Back when we first converted our Miata from CSP to STS2 trim, we discussed the use of Delrin bushings. We also talked about the maintenance requirements in our "recipe" installment a couple of months ago. Well, its that time of year again and here's the saga of our latest bushing rebuild.

Delrin is a wonderful substance that is self-lubricating and requires little maintenance. Unfortunately, the sleeves that are typically used inside of a Delrin bushing will rust when exposed to the elements. This can be minimized by using a lubricant as a sealer, but this maintenance must be done at least once a year if your car sees significant wet weather. Since we are about to embark on a six week trip to national events in California, we've just taken the time to go through and rebuild all of our bushings. Its a straightforward process of removing the mounting bolts for each to slide the sleeve out, cleaning & lubing it, then reinserting and tightening the whole thing back up.

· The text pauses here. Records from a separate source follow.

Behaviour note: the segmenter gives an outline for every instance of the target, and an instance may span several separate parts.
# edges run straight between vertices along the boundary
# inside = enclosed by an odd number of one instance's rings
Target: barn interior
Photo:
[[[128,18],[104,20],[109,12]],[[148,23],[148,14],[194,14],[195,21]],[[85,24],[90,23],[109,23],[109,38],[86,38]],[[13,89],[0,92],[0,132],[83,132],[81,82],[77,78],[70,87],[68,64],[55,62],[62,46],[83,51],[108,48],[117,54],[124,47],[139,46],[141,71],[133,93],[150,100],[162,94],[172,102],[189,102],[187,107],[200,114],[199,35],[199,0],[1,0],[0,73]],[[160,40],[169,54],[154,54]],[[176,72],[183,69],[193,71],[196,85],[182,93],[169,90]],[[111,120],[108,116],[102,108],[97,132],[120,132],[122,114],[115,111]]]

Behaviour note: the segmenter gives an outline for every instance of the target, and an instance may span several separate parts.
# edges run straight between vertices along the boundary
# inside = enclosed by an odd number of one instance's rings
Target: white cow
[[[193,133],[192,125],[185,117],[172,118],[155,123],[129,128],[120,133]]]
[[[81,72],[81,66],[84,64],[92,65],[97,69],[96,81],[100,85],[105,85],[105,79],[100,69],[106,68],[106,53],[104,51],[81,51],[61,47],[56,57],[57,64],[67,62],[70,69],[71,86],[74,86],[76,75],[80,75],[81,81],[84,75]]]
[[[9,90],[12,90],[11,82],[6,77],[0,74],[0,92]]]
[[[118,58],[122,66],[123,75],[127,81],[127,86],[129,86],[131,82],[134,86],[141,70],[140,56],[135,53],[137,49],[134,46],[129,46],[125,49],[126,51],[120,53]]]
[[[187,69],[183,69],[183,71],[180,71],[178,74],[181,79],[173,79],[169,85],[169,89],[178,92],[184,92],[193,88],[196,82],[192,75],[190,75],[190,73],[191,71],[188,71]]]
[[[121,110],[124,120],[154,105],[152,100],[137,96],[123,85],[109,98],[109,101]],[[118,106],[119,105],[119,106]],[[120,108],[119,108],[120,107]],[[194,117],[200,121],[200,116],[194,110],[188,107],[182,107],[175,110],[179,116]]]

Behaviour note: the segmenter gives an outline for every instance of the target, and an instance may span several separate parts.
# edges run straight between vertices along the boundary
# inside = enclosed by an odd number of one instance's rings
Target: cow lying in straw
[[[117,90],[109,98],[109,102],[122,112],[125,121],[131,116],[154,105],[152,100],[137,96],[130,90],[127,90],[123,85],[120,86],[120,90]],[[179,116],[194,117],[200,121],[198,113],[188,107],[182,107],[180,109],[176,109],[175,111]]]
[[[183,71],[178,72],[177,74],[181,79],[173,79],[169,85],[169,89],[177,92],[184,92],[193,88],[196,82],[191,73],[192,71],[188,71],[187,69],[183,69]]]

That said, some sleeves are more straightforward than others. In our case, several showed significant rust. Left unchecked, the rust builds up, removing the proper bearing clearance, and the sleeve begins to drag and then bind up. In one case (see pic), the sleeve was completely bound and the bushing was rotating inside the control arm instead. Yikes! Some fine grit sandpaper makes quick work of the rust and a liberal coating of white lithium grease provides a good seal against further problems.

One hint on removing the huge bolt on the front upper control arms: You can get this out quite easily by first backing out the rearmost of the two sway bar frame mount bolts (12mm heads) until the backside is flush with the bracket. Now, the big a-arm bolt will slide right out underneath the bracket.

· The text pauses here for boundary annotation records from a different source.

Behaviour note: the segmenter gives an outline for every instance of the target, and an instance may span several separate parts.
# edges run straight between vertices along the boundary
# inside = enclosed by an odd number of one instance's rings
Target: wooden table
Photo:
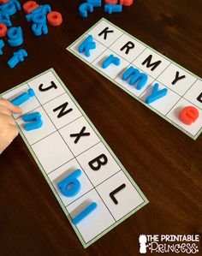
[[[65,50],[104,16],[202,76],[201,1],[136,0],[121,14],[96,9],[87,19],[78,14],[82,2],[45,2],[63,23],[39,38],[22,11],[12,17],[28,57],[9,69],[13,49],[5,47],[1,92],[54,68],[150,203],[83,249],[19,136],[0,157],[2,256],[136,256],[140,234],[202,234],[202,136],[190,139]]]

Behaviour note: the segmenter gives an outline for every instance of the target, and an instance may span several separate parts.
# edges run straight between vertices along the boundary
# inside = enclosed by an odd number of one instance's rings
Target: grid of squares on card
[[[35,96],[14,115],[21,134],[36,159],[81,243],[86,247],[144,206],[148,200],[104,140],[54,69],[49,69],[1,95],[12,100],[33,89]],[[40,128],[27,131],[23,116],[39,112]],[[64,183],[74,175],[71,182]],[[79,185],[75,186],[75,180]],[[70,186],[68,188],[68,186]],[[74,193],[67,194],[62,189]],[[78,188],[78,189],[77,189]],[[74,224],[72,220],[96,203]]]
[[[86,51],[80,51],[80,46],[91,36],[92,40],[89,41],[89,47],[91,49],[92,45],[92,41],[95,46],[91,50],[86,48],[90,55],[86,56]],[[195,140],[201,133],[200,78],[111,22],[101,19],[67,50],[191,138]],[[111,56],[113,61],[109,62],[110,64],[105,68],[104,63],[107,59],[109,61]],[[116,58],[119,59],[119,64],[116,64]],[[126,75],[129,68],[131,72]],[[135,75],[133,75],[133,72]],[[166,94],[156,99],[154,97],[154,101],[146,103],[146,98],[154,92],[157,84],[157,90],[166,90]],[[179,118],[187,106],[197,112],[197,118],[188,124]]]

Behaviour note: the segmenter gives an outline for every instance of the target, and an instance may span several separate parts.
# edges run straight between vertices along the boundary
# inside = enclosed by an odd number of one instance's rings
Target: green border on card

Before removing the lower bushings, we marked all of our alignment cams so we could reinstall them in the original positions and keep our aligment close. Still, we will visit our man Bill Kim at Soulspeed to get it perfect for the start of the season.

Lately, we've been having some issues with clunking under turn loads and each time it has proven to be a loose front lower camber adjustment bolt/nut. This is a very common problem in Miatas as the adjusters wear over the years. It shows up a lot on cars that have had frequent alignments, and ours certainly has been down that road. You can see in the pictures several problems which can occur, all of which were exhibited by one of ours. The original design has an eccentric cam with a D-shaped hole. The D gets rounded with use and it no longer stays indexed to the front cam. The front cam is held onto the bolt with a thin set of splines, which can be stripped. With both of these problems combined, our cams were 90 degrees out of phase! This puts tremendous twisting stress on the mounting bolt which explains why it kept coming loose.

Mazda has a redesigned part which has thicker cams for more spline engagement, finer threads for better nut retention, a double-V index in the cam for more working surface and tighter indexing, and an eccentric locknut to keep it from backing off. We recommend these parts be fitted at least in the forward positions of the front lower control arms, since that position takes the most stress in a corner. Best of all, they are relatively inexpensive.

Now our Miata should hold its alignment much better and our suspension will work as designed. You can add all the go-fast parts to your car that you want, but without proper maintenance on the basics, its a waste of time and money.

On to San Diego, El Toro and Atwater!